El rey de los belgas, Alberto II, nombró el lunes en la noche como primer ministro al socialista francófono Elio Di Rupo, poniendo fin así a la más prolongada crisis política de Bélgica, convertido en el país que pasó más tiempo sin gobierno en el mundo.
Di Rupo, de 60 años, es el primer francófono en dirigir un gobierno de Bélgica desde hace más de 30 años, y el primer socialista en este cargo desde 1974 en una Europa dominada por los líderes conservadores. Será también uno de los pocos jefes de gobierno en el mundo abiertamente homosexual.
El nuevo jefe del gobierno belga, que sucede al democristiano flamenco Yves Leterme, sus 12 ministros y seis secretarios de Estado prestarán juramento este próximo martes, precisó el comunicado del Palacio Real.
Bélgica, tironeada por reivindicaciones autonomistas flamencas, estaba sin un gobierno de pleno ejercicio desde abril de 2010. Una carencia de duración récord en el mundo.
Las negociaciones, que se llevaban a cabo desde las elecciones del 13 de junio de 2010, es decir más de 18 meses, tropezaron durante mucho tiempo contra las divergencias entre los partidos flamencos, mayoritarios en Bélgica, y los francófonos, a tal punto que llegó a plantearse inclusive el desmembramiento del país.
Elio Di Rupo presentará su declaración de política general ante los diputados el miércoles, lo que le permitirá asistir jueves y viernes a la cumbre de la Unión Europea en Bruselas. La Cámara de diputados debe votar la confianza al nuevo gobierno el sábado.
A la división lingüística del reino se agregó una división política creciente entre el norte flamenco, resueltamente anclado en la derecha, y el sur francohablante en Valonia, que se sitúa en la izquierda.
En el trasfondo de la crisis está el hecho de que los flamencos, 60% de la población, tienen la sensación de pagar por los francohablantes, más pobres y acusados de no hacer los esfuerzos necesarios para mejorar la situación económica.
Fue finalmente la crisis de la deuda en la zona euro que obligó a las dos grandes comunidades a llegar a un acuerdo. La agencia de calificación financiera Standard & Poor's rebajó la nota crediticia de Bélgica obligando a los partidos, que se oponían sobre temas presupuestarios, a hallar un compromiso.

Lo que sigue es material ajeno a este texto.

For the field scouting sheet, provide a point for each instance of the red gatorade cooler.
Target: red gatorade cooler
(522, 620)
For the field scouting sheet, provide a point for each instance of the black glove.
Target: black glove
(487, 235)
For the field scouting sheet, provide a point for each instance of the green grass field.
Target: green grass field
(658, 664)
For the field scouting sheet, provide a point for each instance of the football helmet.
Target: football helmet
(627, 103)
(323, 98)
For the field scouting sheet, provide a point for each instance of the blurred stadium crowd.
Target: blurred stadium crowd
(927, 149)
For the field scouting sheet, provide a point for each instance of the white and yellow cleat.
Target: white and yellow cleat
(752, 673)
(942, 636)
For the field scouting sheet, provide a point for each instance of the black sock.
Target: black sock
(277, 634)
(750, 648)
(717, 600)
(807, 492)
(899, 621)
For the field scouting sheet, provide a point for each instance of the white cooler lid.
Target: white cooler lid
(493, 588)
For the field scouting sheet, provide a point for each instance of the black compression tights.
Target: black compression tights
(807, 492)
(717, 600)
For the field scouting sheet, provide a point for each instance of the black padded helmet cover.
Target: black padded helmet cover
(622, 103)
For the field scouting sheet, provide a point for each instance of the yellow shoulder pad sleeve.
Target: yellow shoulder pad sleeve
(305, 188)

El principal obstáculo fue levantado con un acuerdo sobre el presupuesto federal para reducir el déficit de Bélgica a 2,8% del PIB en 2012 y alcanzar el equilibrio en 2015 y estar en conformidad con la Comisión Europea.
Los cambios no son muchos con respecto al gobierno saliente.
El principal será un traspaso de carteras entre el liberal francófono Didier Reynders, ministro de Finanzas desde 1999, nombrado ministro de Asuntos Exteriores y Europeos, y el actual jefe de la diplomacia, el democristiano flamenco Steven Vanackere, quien reasumirá el ministerio de Finanzas, precisó el comunicado del Palacio.
La única diferencia notable será que los socialistas flamencos, en la oposición hasta el presente, se sumarán en la mayoría a los socialistas francófonos y a los liberales y democristianos, tanto flamencos como francófonos.
Los Verdes y los nacionalistas flamencos permanecerán en la oposición.
Varios ministros claves del último ejecutivo conservarán sus funciones, como la socialista francófona Laurette Onkelinx, confirmada en los Asuntos sociales y en la Salud, o el democristiano flamenco Pieter De Crem, quien fue confirmado en Defensa.
La centrista francófona Joelle Milquet pasará del ministerio del Empleo al del Interior. Otro centrista francófono, Melchior Wathelet, obtiene un secretariado de Estado encargado de la Energía, del Medio Ambiente y de los Transportes.
Los liberales flamencos del Open VLD, el partido más a la derecha del futuro gobierno, tendrán a su cargo la Justicia (Annemie Turtelboom), las políticas del Asilo y la Inmigración (Maggie De Block), así como las Pensiones (Vincent Van Quickenborne).
El futuro gobierno deberá lidiar con la vigilancia de los mercados financieros y la de los nacionalistas flamencos para evitar divisiones que resquebrajen su unidad.